Pain's grave is at King's Chapel Burying Ground in Boston, Massachusetts, and is engraved:

HERE LYES
Y^{e} BODY OF ELIZABETH PAIN WIFE TO SAMUEL PAIN AGED NEAR 52 YEARS, DEPARTED THIS LIFE NOUEMB^{R} Y^{e} 26 1704

Pain's grave is in the same cemetery mentioned in The Scarlet Letter, which ends with a description of Hester Prynne's grave:

So said Hester Prynne, and glanced her sad eyes downward at the scarlet letter. And, after many, many years, a new grave was delved, near an old and sunken one, in that burial–ground beside which King's Chapel has since been built. It was near that old and sunken grave, yet with a space between, as if the dust of the two sleepers had no right to mingle. Yet one tomb-stone served for both.
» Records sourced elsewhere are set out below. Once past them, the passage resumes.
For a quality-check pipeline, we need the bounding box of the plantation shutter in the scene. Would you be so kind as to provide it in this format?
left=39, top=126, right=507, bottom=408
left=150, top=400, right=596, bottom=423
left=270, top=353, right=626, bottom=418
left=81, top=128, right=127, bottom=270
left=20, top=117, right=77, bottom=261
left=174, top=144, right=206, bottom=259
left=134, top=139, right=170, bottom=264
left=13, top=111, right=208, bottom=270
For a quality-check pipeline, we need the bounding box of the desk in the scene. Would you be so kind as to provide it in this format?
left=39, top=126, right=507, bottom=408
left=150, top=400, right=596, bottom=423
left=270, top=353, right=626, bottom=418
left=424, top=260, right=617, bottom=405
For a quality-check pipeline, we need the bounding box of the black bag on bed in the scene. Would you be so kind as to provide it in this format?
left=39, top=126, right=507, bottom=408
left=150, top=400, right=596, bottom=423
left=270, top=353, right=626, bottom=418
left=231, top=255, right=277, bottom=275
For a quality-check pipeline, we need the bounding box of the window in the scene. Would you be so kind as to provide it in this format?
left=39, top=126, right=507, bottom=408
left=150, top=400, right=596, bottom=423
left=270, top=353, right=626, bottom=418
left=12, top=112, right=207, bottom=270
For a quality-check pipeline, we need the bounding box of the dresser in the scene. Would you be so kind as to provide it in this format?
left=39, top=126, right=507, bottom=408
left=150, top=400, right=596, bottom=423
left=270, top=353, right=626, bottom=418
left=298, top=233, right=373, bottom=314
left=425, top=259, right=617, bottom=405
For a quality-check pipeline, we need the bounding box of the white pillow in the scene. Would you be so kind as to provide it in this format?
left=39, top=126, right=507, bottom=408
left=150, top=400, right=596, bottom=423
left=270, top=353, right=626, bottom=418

All around, there were monuments carved with armorial bearings; and on this simple slab of slate—as the curious investigator may still discern, and perplex himself with the purport—there appeared the semblance of an engraved escutcheon. It bore a device, a herald's wording of which may serve for a motto and brief description of our now concluded legend; so sombre is it, and relieved only by one ever-glowing point of light gloomier than the shadow:—

"ON A FIELD, SABLE, THE LETTER A, GULES"

Pain's headstone has "an engraved escutcheon" on which enthusiasts see [part of] the letter A (for adultery): it appears in the shield to the right of two lions. Scholar Laurie Rozakis has argued that an alternate or additional source for the story may be Hester Craford, a woman flogged for fornication with John Wedg.